The chat-up line would become the title of Moloko's first album. The band released three more albums and reached world fame with The Time Is Now and Sing It Back, remixes of which have featured on more than 100 compilation albums.
Even at the height of Moloko's success, Murphy didn't feel like it was a career. "It felt like an expression of the relationship that I was in," she says. "I took it really for granted. I woke up in the morning, I was in Moloko; Mark was beside me in the bed."
It was only when Moloko started to wind down that Murphy realised how much singing meant to her.
"I think it cemented some kind of sense of 'Oh, Lord, I really love doing this'."

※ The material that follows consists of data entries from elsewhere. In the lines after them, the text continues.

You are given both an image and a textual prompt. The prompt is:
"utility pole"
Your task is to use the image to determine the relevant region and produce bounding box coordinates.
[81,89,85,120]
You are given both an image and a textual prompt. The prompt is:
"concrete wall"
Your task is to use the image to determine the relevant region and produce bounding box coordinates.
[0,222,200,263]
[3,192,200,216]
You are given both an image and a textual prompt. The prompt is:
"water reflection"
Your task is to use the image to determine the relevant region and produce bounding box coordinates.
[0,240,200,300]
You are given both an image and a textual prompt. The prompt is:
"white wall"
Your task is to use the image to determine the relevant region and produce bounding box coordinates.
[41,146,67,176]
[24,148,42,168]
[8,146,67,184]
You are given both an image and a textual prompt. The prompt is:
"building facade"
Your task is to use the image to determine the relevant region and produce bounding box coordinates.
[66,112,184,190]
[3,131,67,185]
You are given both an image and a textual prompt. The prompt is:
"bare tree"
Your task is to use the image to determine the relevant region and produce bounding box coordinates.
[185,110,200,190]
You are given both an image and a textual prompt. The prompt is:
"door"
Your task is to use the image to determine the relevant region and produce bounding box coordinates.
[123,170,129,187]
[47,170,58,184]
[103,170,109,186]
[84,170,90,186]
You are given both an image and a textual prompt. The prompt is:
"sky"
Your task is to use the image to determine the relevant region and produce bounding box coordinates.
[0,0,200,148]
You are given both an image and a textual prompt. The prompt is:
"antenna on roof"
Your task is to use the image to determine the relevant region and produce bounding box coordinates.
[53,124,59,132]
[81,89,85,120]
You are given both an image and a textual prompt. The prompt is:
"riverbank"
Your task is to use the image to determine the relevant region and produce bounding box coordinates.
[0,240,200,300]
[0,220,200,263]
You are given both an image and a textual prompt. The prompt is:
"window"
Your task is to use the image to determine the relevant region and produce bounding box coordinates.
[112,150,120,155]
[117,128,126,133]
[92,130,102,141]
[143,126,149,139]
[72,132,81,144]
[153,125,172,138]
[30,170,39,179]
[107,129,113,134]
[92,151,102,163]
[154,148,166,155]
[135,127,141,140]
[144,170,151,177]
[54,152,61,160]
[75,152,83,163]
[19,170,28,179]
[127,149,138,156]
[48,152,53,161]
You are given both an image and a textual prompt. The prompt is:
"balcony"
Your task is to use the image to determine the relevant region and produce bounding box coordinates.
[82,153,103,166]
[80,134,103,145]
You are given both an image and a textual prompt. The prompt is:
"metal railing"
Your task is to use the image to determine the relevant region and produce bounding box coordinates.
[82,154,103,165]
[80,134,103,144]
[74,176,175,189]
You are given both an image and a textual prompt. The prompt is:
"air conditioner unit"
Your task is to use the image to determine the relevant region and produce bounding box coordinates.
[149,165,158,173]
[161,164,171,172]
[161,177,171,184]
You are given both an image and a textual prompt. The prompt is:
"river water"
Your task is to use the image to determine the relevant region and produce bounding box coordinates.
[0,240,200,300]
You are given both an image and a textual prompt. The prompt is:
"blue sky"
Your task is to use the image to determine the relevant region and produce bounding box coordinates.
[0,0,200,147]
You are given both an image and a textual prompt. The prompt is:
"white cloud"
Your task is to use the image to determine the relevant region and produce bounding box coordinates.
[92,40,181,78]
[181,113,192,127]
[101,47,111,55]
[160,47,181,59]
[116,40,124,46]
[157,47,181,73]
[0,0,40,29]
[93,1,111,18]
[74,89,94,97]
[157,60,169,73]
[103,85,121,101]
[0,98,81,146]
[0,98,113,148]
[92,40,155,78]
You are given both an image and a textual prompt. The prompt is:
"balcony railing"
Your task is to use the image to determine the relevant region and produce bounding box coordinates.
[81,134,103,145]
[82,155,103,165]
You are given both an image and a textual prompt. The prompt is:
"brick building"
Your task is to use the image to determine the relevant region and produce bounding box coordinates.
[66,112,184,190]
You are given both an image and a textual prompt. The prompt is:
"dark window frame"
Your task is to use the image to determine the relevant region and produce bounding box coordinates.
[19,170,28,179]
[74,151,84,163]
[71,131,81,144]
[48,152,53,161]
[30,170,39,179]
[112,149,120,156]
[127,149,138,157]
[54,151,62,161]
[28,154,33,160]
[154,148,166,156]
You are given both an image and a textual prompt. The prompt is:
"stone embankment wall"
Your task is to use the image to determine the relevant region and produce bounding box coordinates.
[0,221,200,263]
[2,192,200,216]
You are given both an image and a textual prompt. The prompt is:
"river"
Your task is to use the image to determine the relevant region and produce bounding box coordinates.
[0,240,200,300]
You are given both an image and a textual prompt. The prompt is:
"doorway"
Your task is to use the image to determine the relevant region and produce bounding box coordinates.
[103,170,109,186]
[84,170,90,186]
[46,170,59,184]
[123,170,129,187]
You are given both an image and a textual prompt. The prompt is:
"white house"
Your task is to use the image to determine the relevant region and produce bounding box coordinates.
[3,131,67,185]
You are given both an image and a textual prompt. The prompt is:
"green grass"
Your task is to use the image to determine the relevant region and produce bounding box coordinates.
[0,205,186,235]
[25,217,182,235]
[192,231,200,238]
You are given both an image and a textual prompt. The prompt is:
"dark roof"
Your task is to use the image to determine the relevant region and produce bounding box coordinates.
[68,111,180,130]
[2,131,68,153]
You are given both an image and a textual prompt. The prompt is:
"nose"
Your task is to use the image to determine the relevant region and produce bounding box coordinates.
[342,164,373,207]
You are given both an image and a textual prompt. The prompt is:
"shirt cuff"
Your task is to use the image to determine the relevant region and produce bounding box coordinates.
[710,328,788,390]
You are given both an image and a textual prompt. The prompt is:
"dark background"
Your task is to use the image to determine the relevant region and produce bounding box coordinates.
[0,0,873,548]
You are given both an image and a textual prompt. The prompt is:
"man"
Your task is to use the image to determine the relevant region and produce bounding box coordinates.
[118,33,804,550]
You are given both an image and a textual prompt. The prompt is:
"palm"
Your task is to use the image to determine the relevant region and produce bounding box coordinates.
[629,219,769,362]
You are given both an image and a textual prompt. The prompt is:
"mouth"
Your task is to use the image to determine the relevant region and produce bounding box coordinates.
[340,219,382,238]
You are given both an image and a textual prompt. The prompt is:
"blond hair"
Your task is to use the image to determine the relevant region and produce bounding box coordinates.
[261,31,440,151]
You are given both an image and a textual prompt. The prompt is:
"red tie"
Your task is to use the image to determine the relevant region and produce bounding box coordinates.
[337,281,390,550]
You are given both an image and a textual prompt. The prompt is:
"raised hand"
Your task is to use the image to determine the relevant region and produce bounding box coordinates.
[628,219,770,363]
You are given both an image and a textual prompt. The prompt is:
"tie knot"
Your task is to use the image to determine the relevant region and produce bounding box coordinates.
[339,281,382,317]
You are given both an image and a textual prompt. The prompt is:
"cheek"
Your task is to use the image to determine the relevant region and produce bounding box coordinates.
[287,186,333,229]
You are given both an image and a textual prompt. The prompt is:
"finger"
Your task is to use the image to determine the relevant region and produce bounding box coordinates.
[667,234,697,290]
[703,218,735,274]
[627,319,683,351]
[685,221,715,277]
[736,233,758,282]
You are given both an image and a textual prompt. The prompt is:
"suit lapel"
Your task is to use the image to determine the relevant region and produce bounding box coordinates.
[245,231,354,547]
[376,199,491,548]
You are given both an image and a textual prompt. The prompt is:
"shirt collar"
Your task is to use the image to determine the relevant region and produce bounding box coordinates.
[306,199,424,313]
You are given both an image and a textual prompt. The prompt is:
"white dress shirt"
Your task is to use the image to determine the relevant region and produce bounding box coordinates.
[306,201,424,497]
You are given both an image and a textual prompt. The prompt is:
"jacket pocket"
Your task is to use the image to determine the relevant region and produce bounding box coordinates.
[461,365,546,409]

Murphy started working on her first solo album, Ruby Blue, straight after the band split up. "We did the last show at the Brixton Academy; the next day I was in the studio with Matthew Herbert," she says.
A minor success, Ruby Blue helped carve a name for her as a solo artist and in 2006 EMI signed her.
Murphy's two solo albums were produced in very different ways. "The first one was a more experimental process, whereby you just go into the studio and see what happens," she says. "The second one is a more determined outcome."
For Overpowered, Murphy went back to her musical roots in Sheffield and listened to disco records with DJ friends. The outcome is full of house, pop and electro music with beats from the '80s. She calls it disco but doesn't limit it to the Saturday Night Fever variety.
"Any kind of dance music that's very functional on the one hand and emotional on the other becomes disco to me."
Murphy likes the contradiction of being happy on the dance floor while listening to a sad song. "This idea behind the song may be very sad but we've all felt it so there is a kind of joy in that connection between everybody in the club," she says.
Murphy had so much fun on her last visit to Australia that if it weren't for her family in Ireland she would live here, she says. "Australian people are so warm and full of energy ... It's a great place. But it's a touch far for my mum and dad."